Author Posts

January 10, 2014 at 10:41 am

I need to be able to adjust the permissions on a directory. Because the directory tree is quite extensive, I plan on only inspecting and changing the first three layers of a directory. So, a directory will be copied via Robocop (with /E /SEC /MIR switches) and groups will be added to the ACL for the first three layers.

Now, the first step is to create an array that lists the directories in question. I imagine using something along the lines of Get-Childitem -Path -Recourse -Force|where-object {$_.psIsContainer} but I need to account for the possibility that the top level directory will have no child folders or that they will only be one layer deep. I also need to go at least three layers should it goes that deep. I will not look past three layers as I imaging the program will take quite some time to run.

Once I have a list of the directories, I want the array to have two more columns- one with the IdentityReference and the other with FileSystemRights. Both of these properties come from Get-ACL |select -expand access. Once I get it populated, I will look for a certain string (those IdentityReference =Domain B) and change it to a IdentityReference for a different group in Domain B. I will not be replacing but adding. Anyway, I will then send this over to set-ACL to add these new groups.

I am not looking for the program but a good way of stepping through the directories-any ideas would be appreciated.

January 10, 2014 at 11:00 am

Get-ChildItem accepts wildcards as part of the path, so you can easily generate your list of directories like this:

function Get-SubDirectories
{
    [CmdletBinding()]
    param (
        [Parameter(Mandatory)]
        [string]
        $RootFolder,

        [uint32]
        $Depth = 1
    )

    $path = $RootFolder
    for ($i = 1; $i -le $Depth; $i++)
    {
        $path = Join-Path -Path $path -ChildPath '*'
        Get-ChildItem -Path $path -Directory
    }
}

Get-SubDirectories -RootFolder  -Depth 3 |
ForEach-Object {
    $directory = $_
    $acl = $directory | Get-Acl

    # ... etc
}

January 16, 2014 at 12:02 pm

Dave,
While it steps through the directories properly -going to a list of three sublayers, the Get-ACL portion only returned what was a very small portion of the acl. I have taken your ideas and the below may yield all the results although I need to identify the directory each entry pertains to.

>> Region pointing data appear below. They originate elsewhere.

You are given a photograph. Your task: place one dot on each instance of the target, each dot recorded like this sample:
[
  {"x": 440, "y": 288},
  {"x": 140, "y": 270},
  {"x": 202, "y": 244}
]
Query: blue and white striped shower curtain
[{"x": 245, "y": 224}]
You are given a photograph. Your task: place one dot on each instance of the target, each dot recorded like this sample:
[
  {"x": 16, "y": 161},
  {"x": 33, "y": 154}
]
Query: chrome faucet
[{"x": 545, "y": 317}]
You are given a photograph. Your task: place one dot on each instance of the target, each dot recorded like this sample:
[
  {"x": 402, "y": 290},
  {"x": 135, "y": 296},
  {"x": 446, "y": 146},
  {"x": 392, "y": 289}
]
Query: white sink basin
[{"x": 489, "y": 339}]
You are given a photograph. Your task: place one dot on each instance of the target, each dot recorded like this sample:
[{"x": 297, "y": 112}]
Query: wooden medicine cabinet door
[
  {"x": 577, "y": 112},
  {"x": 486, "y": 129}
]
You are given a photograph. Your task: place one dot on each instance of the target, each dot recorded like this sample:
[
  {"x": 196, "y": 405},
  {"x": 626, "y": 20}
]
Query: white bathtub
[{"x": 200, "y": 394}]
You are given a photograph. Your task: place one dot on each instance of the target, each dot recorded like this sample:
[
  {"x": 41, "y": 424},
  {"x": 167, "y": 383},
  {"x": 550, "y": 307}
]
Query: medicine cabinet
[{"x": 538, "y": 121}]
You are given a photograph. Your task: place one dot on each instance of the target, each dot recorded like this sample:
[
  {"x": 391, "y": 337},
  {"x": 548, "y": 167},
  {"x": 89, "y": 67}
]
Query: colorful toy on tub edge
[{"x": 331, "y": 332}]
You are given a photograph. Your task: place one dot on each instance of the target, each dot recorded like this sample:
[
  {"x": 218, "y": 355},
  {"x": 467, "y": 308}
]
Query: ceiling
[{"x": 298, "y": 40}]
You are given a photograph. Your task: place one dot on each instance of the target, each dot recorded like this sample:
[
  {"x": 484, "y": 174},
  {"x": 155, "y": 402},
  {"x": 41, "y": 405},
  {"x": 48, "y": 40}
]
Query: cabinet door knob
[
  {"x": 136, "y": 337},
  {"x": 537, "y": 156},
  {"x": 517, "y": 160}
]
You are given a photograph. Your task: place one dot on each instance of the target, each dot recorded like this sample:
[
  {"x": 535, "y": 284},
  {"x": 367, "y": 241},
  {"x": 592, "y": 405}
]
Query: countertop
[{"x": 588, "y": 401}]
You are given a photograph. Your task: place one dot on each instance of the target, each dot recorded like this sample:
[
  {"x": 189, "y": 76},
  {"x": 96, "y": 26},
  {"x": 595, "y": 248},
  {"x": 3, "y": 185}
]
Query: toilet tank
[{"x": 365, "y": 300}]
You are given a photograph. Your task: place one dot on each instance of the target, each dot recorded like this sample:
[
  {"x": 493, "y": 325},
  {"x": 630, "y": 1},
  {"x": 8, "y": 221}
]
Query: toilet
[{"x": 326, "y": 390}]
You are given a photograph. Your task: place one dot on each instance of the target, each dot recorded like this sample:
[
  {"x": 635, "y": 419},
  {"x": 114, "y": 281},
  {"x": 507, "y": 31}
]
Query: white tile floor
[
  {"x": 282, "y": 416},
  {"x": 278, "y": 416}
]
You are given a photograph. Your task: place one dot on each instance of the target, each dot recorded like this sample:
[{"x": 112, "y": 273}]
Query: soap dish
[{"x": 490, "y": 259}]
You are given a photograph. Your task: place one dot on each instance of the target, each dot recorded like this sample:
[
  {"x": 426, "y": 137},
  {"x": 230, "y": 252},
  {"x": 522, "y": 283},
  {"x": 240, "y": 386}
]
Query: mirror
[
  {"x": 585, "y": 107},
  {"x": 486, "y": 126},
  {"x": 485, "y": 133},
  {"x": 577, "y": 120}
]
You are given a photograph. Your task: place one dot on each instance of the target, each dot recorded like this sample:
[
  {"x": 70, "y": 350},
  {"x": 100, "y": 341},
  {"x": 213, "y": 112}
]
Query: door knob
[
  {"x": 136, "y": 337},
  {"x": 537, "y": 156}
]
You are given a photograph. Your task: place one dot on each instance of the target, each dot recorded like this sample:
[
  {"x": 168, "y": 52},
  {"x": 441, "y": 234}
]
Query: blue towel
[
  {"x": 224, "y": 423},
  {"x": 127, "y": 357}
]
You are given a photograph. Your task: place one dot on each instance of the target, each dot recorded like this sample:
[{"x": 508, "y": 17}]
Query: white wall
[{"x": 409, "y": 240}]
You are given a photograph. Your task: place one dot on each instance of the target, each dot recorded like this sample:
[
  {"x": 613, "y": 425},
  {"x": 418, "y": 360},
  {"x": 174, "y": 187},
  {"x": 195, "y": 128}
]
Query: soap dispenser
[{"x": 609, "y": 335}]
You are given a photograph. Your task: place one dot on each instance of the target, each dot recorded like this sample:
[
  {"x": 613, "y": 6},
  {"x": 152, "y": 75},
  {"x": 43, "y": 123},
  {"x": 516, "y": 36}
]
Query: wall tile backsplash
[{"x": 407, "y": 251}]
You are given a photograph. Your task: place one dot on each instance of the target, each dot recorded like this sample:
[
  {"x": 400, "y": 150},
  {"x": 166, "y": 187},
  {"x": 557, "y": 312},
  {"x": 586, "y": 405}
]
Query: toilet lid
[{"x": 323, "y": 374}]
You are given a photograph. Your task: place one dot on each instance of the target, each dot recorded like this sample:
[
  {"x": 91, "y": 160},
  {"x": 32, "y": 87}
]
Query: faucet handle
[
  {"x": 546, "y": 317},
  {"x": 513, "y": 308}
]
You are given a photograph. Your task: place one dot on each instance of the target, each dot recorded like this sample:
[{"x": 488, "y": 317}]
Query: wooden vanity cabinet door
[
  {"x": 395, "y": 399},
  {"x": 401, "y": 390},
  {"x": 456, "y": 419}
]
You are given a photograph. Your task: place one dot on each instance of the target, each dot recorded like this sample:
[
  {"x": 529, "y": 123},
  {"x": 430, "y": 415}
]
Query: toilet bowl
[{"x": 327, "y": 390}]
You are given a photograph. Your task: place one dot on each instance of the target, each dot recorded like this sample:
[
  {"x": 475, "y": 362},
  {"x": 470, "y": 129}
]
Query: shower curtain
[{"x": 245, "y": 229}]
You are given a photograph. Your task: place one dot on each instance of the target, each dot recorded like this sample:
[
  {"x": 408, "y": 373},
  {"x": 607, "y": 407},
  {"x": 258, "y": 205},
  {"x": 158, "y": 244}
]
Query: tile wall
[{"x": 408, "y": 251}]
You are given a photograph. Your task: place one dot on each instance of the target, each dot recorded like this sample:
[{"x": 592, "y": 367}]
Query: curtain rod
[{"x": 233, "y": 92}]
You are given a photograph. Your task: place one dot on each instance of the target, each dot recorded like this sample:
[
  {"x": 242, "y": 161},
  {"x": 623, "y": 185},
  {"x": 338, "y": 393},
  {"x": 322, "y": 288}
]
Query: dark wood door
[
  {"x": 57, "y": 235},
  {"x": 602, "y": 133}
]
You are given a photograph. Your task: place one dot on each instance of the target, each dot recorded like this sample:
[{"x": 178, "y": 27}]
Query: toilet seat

function Get-SubDirectories
{
[CmdletBinding()]
param (
[Parameter(Mandatory)]
[string]
$RootFolder,

[uint32]
$Depth = 3
)

$path = $RootFolder
$total=@()
for ($i = 1; $i -le $Depth; $i++)
{
$path = Join-Path -Path $path -ChildPath '*'
$dir=Get-ChildItem -Path $path -Directory
$total+=$dir
}
Write-Output $total
}

$acl=Get-SubDirectories -RootFolder "\\NAS\Share\Agency Group Folder" -Depth 3 | Get-ACL |select -expand access

Write-Output $acl

Each output item looks like,
FileSystemRights : FullControl
AccessControlType : Allow
IdentityReference : NT AUTHORITY\SYSTEM
IsInherited : True
InheritanceFlags : ContainerInherit, ObjectInherit
PropagationFlags : None

This is what I am looking for for each directory (three layers deep). I will toy around with trying to get the directory listed with each entry. If you know readily, please advise. Thanks.